Here, instead of creating an array each time, we utilized the cache array du. When the in-place form is used, DifferentialEquations.jl takes a different internal route that minimizes the internal allocations as well.

Note

Notice that nothing is returned. When in in-place form, the ODE solver ignores the return. Instead, make sure that the original du array is mutated instead of constructing a new array

When we benchmark this function, we will see quite a difference.

u0 = [1.0; 0.0; 0.0]
tspan = (0.0, 100.0)
prob = DE.ODEProblem(lorenz!, u0, tspan)
BT.@btime DE.solve(prob, DE.Tsit5());
  733.956 μs (23214 allocations: 1013.34 KiB)
BT.@btime DE.solve(prob, DE.Tsit5(); save_everystep = false);
  360.388 μs (71 allocations: 3.89 KiB)

There is a 16x time difference just from that change! Notice there are still some allocations and this is due to the construction of the integration cache. But this doesn't scale with the problem size:

tspan = (0.0, 500.0) # 5x longer than before
prob = DE.ODEProblem(lorenz!, u0, tspan)
BT.@btime DE.solve(prob, DE.Tsit5(); save_everystep = false);
  1.859 ms (71 allocations: 3.89 KiB)

Since that's all setup allocations, the user-side optimization is complete.

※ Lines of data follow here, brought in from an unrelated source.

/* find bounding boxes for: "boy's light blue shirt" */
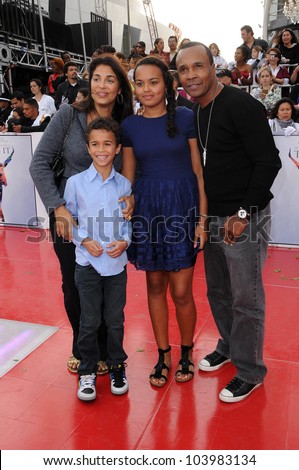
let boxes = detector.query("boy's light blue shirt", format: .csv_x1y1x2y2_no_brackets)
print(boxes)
64,163,132,276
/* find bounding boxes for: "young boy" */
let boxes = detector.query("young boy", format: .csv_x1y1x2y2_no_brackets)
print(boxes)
64,117,132,401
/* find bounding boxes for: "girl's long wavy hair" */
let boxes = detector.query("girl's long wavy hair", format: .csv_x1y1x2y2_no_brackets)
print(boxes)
133,56,178,138
73,54,133,123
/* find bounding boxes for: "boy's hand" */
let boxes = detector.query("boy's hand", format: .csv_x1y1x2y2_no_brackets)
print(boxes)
82,238,103,257
106,240,128,258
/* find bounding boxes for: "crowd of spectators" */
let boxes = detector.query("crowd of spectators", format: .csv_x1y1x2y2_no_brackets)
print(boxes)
2,26,299,135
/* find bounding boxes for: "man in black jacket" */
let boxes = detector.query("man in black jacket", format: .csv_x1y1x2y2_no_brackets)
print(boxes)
11,98,50,133
0,97,12,128
176,42,281,404
135,41,147,57
240,25,269,61
55,61,88,109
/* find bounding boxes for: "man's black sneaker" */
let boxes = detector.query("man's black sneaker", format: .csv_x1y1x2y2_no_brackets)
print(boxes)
219,376,262,403
110,364,129,395
77,373,96,401
198,350,231,371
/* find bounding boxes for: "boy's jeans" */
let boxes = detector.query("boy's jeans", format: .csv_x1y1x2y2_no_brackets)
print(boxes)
75,264,127,376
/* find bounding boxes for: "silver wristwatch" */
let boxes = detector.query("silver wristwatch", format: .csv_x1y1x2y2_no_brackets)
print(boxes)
237,207,250,220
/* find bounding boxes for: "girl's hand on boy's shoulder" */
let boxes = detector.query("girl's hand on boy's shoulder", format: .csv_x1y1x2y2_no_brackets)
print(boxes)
119,194,135,220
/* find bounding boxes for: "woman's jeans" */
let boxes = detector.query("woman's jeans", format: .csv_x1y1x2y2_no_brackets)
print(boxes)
49,213,108,361
75,264,128,376
203,204,271,384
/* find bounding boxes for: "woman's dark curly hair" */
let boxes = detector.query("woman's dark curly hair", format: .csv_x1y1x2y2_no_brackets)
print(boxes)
269,97,297,121
133,56,178,138
73,54,133,123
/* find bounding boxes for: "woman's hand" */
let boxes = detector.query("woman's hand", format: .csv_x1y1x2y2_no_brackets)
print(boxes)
259,89,267,100
54,205,77,240
194,223,208,250
119,194,135,220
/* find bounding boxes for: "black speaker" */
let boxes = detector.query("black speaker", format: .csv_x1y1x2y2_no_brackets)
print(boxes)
49,0,66,24
70,19,112,57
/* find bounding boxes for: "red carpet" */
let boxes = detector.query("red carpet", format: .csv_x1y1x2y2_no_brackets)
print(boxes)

Further Optimizations of Small Non-Stiff ODEs with StaticArrays

Allocations are only expensive if they are “heap allocations”. For a more in-depth definition of heap allocations, there are many sources online. But a good working definition is that heap allocations are variable-sized slabs of memory which have to be pointed to, and this pointer indirection costs time. Additionally, the heap has to be managed, and the garbage controllers has to actively keep track of what's on the heap.

However, there's an alternative to heap allocations, known as stack allocations. The stack is statically-sized (known at compile time) and thus its accesses are quick. Additionally, the exact block of memory is known in advance by the compiler, and thus re-using the memory is cheap. This means that allocating on the stack has essentially no cost!

Arrays have to be heap allocated because their size (and thus the amount of memory they take up) is determined at runtime. But there are structures in Julia which are stack-allocated. structs for example are stack-allocated “value-type”s. Tuples are a stack-allocated collection. The most useful data structure for DiffEq though is the StaticArray from the package StaticArrays.jl. These arrays have their length determined at compile-time. They are created using macros attached to normal array expressions, for example:

import StaticArrays
A = StaticArrays.SA[2.0, 3.0, 5.0]
typeof(A) # StaticArrays.SVector{3, Float64} (alias for StaticArrays.SArray{Tuple{3}, Float64, 1, 3})
SVector{3, Float64} (alias for StaticArraysCore.SArray{Tuple{3}, Float64, 1, 3})

Notice that the 3 after StaticArrays.SVector gives the size of the StaticArrays.SVector. It cannot be changed. Additionally, StaticArrays.SVectors are immutable, so we have to create a new StaticArrays.SVector to change values. But remember, we don't have to worry about allocations because this data structure is stack-allocated. SArrays have numerous extra optimizations as well: they have fast matrix multiplication, fast QR factorizations, etc. which directly make use of the information about the size of the array. Thus, when possible, they should be used.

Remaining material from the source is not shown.